Health care reform was breathtakingly ambitious and long-term, but even here instead of leading with his demands for the best possible systemic solution he ended up having to settle for far less.


Conservatives crow incessantly about deficit-reduction along with their near-anarchic disdain for every non-military government institution. They sing the same song whether the sky is blue or gray, through Clinton surpluses or Bush/Obama deficits. For them, deficit reduction and the concomitant reduction of government into something they could "drown in a bathtub" is a matter of religion and not rational economic thought.

Unfortunately, the president's religion is finding common ground no matter how shaky. He has been so determined to prove to his implacable enemies that he's not a "tax and spend" Dem that he has echoed their deficit hawkishness even though he knows that their policies would drive us into only more misery and persistent unemployment.

As Harold Meyerson wrote last month (and Krugman for over a year now), "The problem with this [aggressive deficit reduction now] is twofold. First, it conflates short-term deficits needed to stanch the recession with long-term issues of fiscal sustainability. Such thinking risks turning a short-term recession into long-term stagnation, much as Japan did in the 1990s by failing to stimulate its economy sufficiently."

The right, whether in the back seat or behind the wheel, wisely boil their messages down to simple mantras like "deficit reduction" or "drill baby drill" and the White House and congressional democrats rarely if ever forcefully push back until it's too late. They sit back while these wrongheaded, short-term ideas take root in the public imagination.

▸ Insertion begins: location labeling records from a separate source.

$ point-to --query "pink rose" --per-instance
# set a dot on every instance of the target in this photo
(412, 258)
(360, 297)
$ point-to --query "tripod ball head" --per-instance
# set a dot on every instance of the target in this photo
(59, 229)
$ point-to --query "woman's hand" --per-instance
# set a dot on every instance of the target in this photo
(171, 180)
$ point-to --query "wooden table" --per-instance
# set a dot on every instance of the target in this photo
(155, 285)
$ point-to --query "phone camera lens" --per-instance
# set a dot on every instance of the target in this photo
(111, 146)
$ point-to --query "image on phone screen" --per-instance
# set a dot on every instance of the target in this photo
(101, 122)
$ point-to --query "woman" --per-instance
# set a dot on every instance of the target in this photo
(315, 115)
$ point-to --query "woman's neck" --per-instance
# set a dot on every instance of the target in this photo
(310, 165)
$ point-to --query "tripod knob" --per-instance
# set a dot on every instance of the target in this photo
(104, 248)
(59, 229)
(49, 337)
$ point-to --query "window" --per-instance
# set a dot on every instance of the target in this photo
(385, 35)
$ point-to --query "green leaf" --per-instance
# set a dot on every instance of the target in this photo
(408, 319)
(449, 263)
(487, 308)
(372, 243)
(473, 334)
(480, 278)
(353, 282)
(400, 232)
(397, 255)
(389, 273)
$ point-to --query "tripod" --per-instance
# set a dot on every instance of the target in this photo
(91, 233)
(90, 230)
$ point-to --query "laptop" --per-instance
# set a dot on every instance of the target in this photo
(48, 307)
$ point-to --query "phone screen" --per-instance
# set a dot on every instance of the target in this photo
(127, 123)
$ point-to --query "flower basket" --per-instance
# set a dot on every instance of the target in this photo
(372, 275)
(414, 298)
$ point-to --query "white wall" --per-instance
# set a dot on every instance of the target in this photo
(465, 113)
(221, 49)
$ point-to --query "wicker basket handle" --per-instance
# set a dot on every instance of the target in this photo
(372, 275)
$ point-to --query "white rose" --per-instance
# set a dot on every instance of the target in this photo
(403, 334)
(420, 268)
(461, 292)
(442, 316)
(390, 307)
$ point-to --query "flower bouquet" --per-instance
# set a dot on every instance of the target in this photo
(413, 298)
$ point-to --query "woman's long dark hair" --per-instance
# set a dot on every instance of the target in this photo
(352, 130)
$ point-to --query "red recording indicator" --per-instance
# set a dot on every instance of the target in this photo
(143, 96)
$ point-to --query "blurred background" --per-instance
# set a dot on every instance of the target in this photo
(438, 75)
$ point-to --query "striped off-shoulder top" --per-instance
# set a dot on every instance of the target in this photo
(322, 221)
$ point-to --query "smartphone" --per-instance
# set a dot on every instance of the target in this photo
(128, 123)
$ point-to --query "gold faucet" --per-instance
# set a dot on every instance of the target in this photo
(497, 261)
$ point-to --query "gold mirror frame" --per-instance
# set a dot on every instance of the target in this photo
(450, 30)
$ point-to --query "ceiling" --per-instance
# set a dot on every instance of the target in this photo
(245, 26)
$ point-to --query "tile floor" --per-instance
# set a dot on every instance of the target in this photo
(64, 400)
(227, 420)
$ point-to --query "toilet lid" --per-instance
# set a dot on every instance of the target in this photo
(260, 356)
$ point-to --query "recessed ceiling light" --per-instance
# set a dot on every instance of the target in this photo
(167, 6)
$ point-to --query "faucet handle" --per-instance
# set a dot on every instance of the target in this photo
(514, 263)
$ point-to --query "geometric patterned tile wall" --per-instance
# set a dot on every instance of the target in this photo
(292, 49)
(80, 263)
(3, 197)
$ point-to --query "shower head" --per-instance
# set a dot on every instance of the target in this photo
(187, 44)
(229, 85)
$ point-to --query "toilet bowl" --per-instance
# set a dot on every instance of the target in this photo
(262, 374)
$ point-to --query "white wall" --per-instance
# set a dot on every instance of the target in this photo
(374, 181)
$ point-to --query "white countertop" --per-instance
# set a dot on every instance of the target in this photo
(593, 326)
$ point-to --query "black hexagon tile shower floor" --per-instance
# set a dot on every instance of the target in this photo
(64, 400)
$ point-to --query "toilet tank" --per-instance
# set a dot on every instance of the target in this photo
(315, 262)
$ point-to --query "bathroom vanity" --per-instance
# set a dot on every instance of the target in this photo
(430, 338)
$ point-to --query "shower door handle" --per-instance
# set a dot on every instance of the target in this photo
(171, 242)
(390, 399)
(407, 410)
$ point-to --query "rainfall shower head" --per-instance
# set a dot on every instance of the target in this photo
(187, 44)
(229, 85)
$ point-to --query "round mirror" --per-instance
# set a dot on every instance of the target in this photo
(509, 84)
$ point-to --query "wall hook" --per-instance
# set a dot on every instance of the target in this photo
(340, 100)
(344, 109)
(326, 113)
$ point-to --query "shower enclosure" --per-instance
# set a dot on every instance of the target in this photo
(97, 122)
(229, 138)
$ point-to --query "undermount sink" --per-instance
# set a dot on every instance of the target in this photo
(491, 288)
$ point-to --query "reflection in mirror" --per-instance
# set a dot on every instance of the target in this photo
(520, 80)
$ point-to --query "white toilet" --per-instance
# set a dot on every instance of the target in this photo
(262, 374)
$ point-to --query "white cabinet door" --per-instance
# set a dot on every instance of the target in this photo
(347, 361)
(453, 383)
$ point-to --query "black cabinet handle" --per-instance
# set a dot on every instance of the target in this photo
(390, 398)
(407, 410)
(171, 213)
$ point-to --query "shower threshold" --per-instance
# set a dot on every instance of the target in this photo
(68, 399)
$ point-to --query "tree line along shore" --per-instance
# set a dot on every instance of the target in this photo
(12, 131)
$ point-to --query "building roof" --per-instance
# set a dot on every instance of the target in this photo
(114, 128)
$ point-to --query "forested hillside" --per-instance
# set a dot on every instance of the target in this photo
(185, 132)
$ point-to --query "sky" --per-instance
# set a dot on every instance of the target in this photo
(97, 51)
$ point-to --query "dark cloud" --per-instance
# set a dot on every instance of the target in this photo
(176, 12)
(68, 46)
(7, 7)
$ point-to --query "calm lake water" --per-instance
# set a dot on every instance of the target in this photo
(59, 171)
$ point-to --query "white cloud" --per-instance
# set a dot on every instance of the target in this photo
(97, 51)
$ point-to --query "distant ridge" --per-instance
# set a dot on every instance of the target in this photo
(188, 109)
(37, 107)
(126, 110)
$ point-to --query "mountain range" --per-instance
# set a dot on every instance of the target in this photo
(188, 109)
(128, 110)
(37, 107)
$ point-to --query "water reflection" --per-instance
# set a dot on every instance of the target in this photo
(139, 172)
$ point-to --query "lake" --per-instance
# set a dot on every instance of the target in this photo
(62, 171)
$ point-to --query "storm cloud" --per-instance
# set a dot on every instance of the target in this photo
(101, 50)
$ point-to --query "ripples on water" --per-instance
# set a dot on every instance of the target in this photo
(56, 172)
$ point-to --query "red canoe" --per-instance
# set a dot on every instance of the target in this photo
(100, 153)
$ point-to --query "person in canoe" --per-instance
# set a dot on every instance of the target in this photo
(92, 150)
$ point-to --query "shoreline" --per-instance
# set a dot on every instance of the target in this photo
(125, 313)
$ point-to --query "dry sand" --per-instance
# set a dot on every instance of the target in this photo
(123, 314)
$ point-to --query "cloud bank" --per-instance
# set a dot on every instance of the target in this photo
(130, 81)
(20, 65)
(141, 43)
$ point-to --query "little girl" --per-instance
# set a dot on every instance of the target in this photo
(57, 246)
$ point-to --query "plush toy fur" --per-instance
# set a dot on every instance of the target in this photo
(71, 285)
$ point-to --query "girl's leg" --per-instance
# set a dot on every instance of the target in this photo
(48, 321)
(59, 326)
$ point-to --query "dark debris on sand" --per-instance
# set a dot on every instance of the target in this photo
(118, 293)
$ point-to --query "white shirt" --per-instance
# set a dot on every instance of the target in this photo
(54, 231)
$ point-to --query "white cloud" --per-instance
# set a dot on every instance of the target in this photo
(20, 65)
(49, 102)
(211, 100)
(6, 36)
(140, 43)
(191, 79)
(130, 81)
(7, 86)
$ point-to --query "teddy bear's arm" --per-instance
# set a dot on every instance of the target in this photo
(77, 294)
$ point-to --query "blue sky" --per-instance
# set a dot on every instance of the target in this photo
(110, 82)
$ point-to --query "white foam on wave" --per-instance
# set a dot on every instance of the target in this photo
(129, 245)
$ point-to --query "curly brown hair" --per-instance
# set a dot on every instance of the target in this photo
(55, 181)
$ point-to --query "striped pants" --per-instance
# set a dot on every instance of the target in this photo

He's a brilliant man and understands the task at hand but his past deficit-hawk rhetoric cripples his ability to truly turn this economy around. As he wrote last week in a letter to congressional leaders: "We are at a critical juncture on our nation's path to economic recovery. It is essential that we continue to explore additional measures to spur job creation and build momentum toward recovery, even as we establish a path to long-term fiscal discipline. At this critical moment, we cannot afford to slide backwards just as our recovery is taking hold."

The problem is, he's making this case a year too late. The deficit hawks have already taken the hill. He will need much more than a letter or two to dislodge them. He will need a ruthless and concerted campaign.

Instead of taking America's pulse and reacting, the president will have to lead Americans into changing our minds.

He will have to win us over again with rhetoric, charm and bold, surprising actions. He needs to explain exactly how much short-term money needs to be spent where and how to get how many back to work. He needs to show us safeguards that the money will be spent wisely. The money needs to be more than just the short-term extended unemployment benefits and aid to states to keep existing workers from being laid off that he's talking about in this letter. He needs to lead with much, much more innovative ideas. He needs to swing the narrative around from their truth to his, through force of will and the moral leadership we crave.

The cynicism and malaise that plagued the country during the Bush years went utterly into remission when Obama was elected. Unfortunately a year later it's back in our bones. We need the medicine that cured it the first time. Inspiration from a leader. Sure, maybe we really are the ones we've been waiting for, but sometimes we need a spark from a transformative leader to remind us that the small-minded and the fearful do not always rule the day.